Messianic Judaism: An Overview

The following is an extract from Paul Liberman  “Chapter 1: Messianic Judaism: An Overview” The Fig Tree Blossoms: The Emerging of Messianic Judaism. Kudu Publishing (2012). Kindle Edition. This book (Kindle version) sells at the moment on Amazon for $A 7.29. 


It traditionally has been accepted that Judaism and Christianity are separate and distinct. This belief is being challenged by a new and growing number of Jewish people who accept both the Old and New Testaments as valid. For such Jews, the long-expected Messiah has come. These Messianic Jews are experiencing a personal relationship with the God of Abraham, Isaac and Jacob. Historically, whenever a Jew accepted the New Testament, he was rejected by his own family and friends as a turncoat and traitor. He was severed from his people and considered a Gentile. Conversely, the Christian church accepted the new believer and told him in subtle ways he was no longer Jewish. He was accepted as a member of the church and the issue seemed clear-cut from the viewpoint of both Jewish and Christian institutions.

Judaism verse Christianity

Although both groups saw these philosophies as distinctly different, the issues were more difficult for the individuals involved, or for their families. There was little reason for the families to investigate the precepts on which this change of heart was based. The personal trauma usually was so severe, the stigma so great, the new believer was glad for the refuge of his new church rather than suffer continual rebuke from his former synagogue and personal acquaintances.
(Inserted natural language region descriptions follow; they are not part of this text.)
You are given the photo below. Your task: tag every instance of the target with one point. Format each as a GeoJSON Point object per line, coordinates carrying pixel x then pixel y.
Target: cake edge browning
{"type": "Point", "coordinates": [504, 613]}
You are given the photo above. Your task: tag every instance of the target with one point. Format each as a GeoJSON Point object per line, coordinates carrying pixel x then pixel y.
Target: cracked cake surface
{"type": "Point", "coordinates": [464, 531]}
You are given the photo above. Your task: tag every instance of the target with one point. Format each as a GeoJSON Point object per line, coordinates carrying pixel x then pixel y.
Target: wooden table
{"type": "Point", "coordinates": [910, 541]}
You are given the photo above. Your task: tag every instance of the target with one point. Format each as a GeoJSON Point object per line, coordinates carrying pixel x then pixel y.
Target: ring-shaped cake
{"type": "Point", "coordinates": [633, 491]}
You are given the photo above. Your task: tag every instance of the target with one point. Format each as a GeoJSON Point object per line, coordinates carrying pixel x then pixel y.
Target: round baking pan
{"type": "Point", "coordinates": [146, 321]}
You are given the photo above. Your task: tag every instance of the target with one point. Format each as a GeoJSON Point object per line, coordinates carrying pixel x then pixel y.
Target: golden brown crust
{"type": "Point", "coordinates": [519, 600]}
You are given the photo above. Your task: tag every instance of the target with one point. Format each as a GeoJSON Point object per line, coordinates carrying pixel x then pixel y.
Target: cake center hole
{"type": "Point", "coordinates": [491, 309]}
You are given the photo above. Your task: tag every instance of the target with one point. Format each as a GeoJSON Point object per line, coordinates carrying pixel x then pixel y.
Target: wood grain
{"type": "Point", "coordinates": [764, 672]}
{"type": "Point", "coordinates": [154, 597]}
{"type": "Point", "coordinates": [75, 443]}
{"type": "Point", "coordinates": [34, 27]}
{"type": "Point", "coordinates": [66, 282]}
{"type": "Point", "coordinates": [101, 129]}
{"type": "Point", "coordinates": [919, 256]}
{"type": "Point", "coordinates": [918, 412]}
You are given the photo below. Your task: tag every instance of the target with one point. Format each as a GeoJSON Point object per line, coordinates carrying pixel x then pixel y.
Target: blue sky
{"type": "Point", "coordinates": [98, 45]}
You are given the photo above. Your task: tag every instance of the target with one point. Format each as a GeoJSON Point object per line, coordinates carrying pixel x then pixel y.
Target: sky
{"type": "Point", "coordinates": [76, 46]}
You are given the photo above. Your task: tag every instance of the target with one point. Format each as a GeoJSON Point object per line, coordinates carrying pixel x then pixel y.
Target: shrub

How comfortable for everyone concerned except the new Jewish believer! The rebuke he was to suffer usually included disdain from his family and friends and, in some cases, he was written off with a funeral service.

For nearly 2,000 years, the Christian church has not fulfilled its mission to bring the good news of the coming of the Messiah to the world’s Jewish population. The time for change has come.

A tenet of Messianic Judaism asserts that when a Jew accepts a Jewish Messiah, born in a Jewish land, who was foretold by Jewish prophets in the Jewish Scriptures, such a Jew does not become a Gentile. In fact, he becomes a completed Jew—a Jew who believes Jesus is the Messiah. This is because he not only has the promise of a Messiah, he actually knows Him. Where ritual and tradition previously were obligatory, they now take on a higher meaning. They are seen as the foreshadowing of God’s overall plan. Such traditions now give a Jew a sense of purpose and a link with his cultural past.

Messianic Judaism is not a new cult seeking to separate itself from the body of believers in the Messiah. It is a way of reconciling belief in the Messiah while continuing to be a Jew. This is important when attempting to explain about the Messiah to traditional Jews. Who else can better be a Jew to Jews?

By becoming better Jews, by being interested in Hebrew Scriptures and the State of Israel, traditional Judaism no longer can justify the claim that acceptance of the New Testament is an attempt by other Jews to assimilate. Also, by speaking in a united voice, the full chorus of such transformed lives can be heard. This adds credibility to Jewish believers in the New Covenant and checks efforts to write them off as a few misguided fanatics…

…There is nothing in the Scriptures that requires Jews to stop being Jews when they accept the Messiah. As a matter of fact, the Scriptures strongly support the concept that Jews remain Jews, after they come to know their Lord personally. Early followers of the Messiah continued going to synagogues and celebrating festivals as they always had done. Saul of Tarsus, after changing his name to Paul, spoke of himself as a Jew. He did not refer to himself as a former Jew, and he underwent the purification required by festival procedures.

Moreover, Paul instructed Timothy to be circumcised to affirm his Judaism. Any true believer in the Lord realizes that outward forms of expression are secondary to obtaining an inner peace in this life and eternal rest in the hereafter. This true peace is available to anyone who openly looks at the truth.